It is rare that a week passes without a new initiative in the Jewish world to promote pluralism and diversity. I believe it is always worthy to focus on what unites us as a people rather than on what divides us.
Usually, different leaders or communities from across the religious and denominational spectrum are brought together to either answer a challenge on the Jewish communal agenda or to try repair relationships that may be fraught as a result of an issue or policy.
However, what is almost always missing, with very few exceptions, is a voice from outside the Ashkenazi world.
There appears to be no sense of irony in celebrating diversity and pluralism while leaving out certain ethnic subsets among our people, representing more than one-fifth of world Jewry, including the majority of Israel’s Jews, from the discussion.
A case in point is what was titled in a major Jewish publication as a “Rabbi Roundtable,” which “brought together leading rabbis from all corners of the Jewish world to offer their thoughts on the big questions.”
From the 22 names and the bios on display it quickly becomes apparent, that apart from Rabbi Shmuley Boteach, who unknown probably to the majority of Jews has Iranian heritage, all the other rabbis were Ashkenazi.
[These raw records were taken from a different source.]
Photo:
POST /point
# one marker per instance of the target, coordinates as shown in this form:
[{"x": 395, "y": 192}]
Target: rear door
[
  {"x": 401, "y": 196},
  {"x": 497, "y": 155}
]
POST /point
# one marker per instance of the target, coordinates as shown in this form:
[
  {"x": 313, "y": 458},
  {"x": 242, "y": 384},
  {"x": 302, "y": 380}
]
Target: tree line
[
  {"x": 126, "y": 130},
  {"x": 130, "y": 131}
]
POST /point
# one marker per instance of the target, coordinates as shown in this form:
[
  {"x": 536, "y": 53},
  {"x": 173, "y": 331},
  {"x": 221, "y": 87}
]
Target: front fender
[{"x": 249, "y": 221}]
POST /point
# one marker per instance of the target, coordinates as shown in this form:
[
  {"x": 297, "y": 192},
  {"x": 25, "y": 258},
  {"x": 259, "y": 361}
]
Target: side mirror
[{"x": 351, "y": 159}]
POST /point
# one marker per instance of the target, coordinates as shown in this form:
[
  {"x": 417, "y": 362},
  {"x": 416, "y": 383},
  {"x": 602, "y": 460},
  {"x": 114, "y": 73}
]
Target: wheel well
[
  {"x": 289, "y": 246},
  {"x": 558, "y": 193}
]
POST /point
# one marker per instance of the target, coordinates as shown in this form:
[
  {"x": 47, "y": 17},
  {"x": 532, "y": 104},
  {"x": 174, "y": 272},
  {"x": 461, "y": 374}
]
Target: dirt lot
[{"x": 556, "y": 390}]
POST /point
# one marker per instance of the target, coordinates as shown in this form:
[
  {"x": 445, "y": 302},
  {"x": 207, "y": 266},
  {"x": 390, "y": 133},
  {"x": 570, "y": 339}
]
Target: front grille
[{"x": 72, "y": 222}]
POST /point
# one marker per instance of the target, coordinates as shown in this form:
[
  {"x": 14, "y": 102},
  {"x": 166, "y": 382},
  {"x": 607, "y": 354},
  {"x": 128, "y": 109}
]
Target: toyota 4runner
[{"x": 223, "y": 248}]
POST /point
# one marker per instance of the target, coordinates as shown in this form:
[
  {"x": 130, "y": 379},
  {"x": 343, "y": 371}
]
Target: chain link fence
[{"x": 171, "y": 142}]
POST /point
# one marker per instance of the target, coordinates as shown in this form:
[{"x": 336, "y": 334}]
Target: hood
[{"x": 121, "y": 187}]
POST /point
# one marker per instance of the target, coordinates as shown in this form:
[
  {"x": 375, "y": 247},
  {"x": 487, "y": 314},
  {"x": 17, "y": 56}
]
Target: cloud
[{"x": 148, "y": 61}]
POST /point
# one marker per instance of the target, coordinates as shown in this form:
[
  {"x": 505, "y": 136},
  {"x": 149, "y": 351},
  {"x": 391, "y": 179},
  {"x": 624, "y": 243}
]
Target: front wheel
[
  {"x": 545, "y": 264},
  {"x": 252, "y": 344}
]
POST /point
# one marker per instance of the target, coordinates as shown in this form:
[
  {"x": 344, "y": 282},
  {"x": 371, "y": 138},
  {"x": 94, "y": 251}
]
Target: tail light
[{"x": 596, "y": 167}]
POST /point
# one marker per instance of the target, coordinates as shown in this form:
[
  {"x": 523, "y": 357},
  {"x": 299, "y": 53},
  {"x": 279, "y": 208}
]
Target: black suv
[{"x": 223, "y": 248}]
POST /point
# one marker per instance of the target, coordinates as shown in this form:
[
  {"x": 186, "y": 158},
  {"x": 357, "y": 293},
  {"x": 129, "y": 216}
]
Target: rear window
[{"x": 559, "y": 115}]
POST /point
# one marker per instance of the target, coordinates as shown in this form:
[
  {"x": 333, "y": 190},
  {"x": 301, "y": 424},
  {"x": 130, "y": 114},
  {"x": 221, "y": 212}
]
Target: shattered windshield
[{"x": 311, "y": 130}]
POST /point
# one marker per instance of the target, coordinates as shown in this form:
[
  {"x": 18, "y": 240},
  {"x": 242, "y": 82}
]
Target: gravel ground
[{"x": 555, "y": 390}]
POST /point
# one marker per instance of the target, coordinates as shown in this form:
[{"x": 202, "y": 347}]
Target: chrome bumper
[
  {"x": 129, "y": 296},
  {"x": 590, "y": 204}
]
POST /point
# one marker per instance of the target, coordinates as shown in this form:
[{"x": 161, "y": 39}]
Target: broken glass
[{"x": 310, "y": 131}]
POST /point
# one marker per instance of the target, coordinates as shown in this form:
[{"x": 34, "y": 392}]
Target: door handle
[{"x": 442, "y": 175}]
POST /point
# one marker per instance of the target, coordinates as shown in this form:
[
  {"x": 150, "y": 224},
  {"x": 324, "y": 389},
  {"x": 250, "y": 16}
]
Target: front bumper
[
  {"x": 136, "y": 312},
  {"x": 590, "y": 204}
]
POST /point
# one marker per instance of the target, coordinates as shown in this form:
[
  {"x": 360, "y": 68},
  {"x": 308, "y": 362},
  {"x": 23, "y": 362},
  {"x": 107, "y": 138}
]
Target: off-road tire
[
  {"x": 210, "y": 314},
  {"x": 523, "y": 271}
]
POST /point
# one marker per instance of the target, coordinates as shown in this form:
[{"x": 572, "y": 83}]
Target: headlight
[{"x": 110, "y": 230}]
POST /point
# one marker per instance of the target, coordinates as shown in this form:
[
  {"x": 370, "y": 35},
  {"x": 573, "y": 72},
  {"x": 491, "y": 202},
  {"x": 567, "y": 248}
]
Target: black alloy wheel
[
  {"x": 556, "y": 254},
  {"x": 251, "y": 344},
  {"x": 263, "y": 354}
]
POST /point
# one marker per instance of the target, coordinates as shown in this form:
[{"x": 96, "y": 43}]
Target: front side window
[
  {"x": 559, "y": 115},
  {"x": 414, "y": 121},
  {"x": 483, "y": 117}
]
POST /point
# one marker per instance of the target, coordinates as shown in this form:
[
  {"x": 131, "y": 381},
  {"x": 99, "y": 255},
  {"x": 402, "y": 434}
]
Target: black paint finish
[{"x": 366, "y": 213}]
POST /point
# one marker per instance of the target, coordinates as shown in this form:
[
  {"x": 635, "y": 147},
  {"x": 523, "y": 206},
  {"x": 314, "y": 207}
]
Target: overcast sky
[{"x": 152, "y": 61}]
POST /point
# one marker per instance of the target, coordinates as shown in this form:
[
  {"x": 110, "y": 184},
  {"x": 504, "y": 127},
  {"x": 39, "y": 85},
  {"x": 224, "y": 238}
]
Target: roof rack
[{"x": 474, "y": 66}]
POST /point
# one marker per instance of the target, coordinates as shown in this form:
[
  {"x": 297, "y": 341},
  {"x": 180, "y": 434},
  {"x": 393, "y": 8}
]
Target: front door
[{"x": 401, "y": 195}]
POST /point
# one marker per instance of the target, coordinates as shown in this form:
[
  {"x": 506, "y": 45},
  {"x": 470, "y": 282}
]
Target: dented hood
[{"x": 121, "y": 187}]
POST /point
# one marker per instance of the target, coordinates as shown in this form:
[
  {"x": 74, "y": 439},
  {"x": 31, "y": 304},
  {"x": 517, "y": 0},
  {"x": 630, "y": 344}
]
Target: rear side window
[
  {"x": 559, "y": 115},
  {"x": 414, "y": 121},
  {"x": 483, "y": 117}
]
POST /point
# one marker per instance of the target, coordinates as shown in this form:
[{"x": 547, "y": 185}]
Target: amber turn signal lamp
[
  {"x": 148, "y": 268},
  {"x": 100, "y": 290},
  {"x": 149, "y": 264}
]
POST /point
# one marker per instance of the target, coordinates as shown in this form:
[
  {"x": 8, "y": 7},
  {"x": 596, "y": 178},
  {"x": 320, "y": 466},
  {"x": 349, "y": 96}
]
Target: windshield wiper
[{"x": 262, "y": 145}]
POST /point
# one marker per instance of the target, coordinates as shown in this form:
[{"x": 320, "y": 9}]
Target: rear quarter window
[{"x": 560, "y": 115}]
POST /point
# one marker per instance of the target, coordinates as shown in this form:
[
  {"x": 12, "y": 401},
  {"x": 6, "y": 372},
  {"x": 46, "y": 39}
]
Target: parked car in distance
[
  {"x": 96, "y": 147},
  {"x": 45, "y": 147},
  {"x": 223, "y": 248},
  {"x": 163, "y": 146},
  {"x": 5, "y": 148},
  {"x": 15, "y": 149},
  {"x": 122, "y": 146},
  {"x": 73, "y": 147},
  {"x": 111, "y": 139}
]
Furthermore, even if there was another with Sephardi and Mizrahi heritage, none represented a non-Ashkenazi community.
So how is it that “all corners of the Jewish world,” to use this one of many examples, excludes non-Ashkenazi Jews and communities?
Perhaps the truth lies in what is one of Sephardi Jewry’s greatest strengths—it never became segmented.
The terms Conservative, Reform, Orthodox and ultra-Orthodox were never part of the Sephardi lexicon. Synagogues and communities have not been divided by their theology or level of observance.
Go to any Sephardi synagogue and you are just as likely to see men in jeans as men with black hats. While some might subsequently spend the night learning, others might spend it in a nightclub, sometimes even in the same family.
By in large, the overwhelming majority of Sephardi Jews, especially in Israel, are defined as “traditional.” This is a unifying definition that usually denotes a level of observance somewhere between approaching full observance and non-observance.
Many in Israel and around the world like to think the Jewish state has a growing and antagonistic religious-secular divide with few shades of grey. However, when pollsters dig down and widen the categories, the largest groups in Israel are the “traditional” and “traditional-religious.”
These groups are overwhelmingly from Sephardi and Mizrahi backgrounds.
Unfortunately, far too many fall into the binary religious-secular trap, including Israel’s President Reuven Rivlin.
At the prestigious Herzliya Conference in 2015, Rivlin talked about Israeli society and identity subsumed by four separate groups split along “tribal” lines—Arab, ultra-Orthodox, national-religious and secular.
While Rivlin’s focus on his “four tribes” is an admirable attempt for greater unity and integration into Israeli society, it once again appears to omit a great number of Israelis who do not fit neatly into any of these categories.
Maybe Sephardi and Mizrahi Jews have, during the millennia of history, been able to deal with disparate voices from within the tent and not needed to create new terms or groups, whether an offshoot or a reaction to another.
It is not as if the Sephardi and Mizrahi world has not seen its fair shares of controversies, from Sabbateanism, which almost crippled many Mediterranean communities, to the Dor Daim and Iqshim dispute in Yemen. However, the communities largely had an inbuilt resistance to permanent fissures, perhaps tracing back to the largely accepted “Golden Mean” of Maimonides.
In the 12th century, Maimonides wrote, “The right way is the disposition which is equidistant from two extremes.”
There are two extremes and many points in between—and the desirable point is right in the middle.
Moderation is just not exciting; it doesn’t usually arouse passions or debate. It doesn’t allow for the formation of two opposing sides that need to be brought together through notions such as pluralism or diversity.
Nevertheless, there is no justification for the absence of non-Ashkenazi voices from large parts of the Jewish debate.
The wider Jewish world should pay more attention to the minority within, even if it seems strange or foreign to “standard” notions of Judaism.
Sephardi and Mizrahi voices need to be included and have a seat at the global Jewish table.
I would humbly suggest that something interesting and useful might be learned from a tradition of moderation, tolerance and the under-usage of appellations.
Perhaps Sephardi Jewish insights and perspectives might also be able to bring us all closer to the vaunted Jewish unity.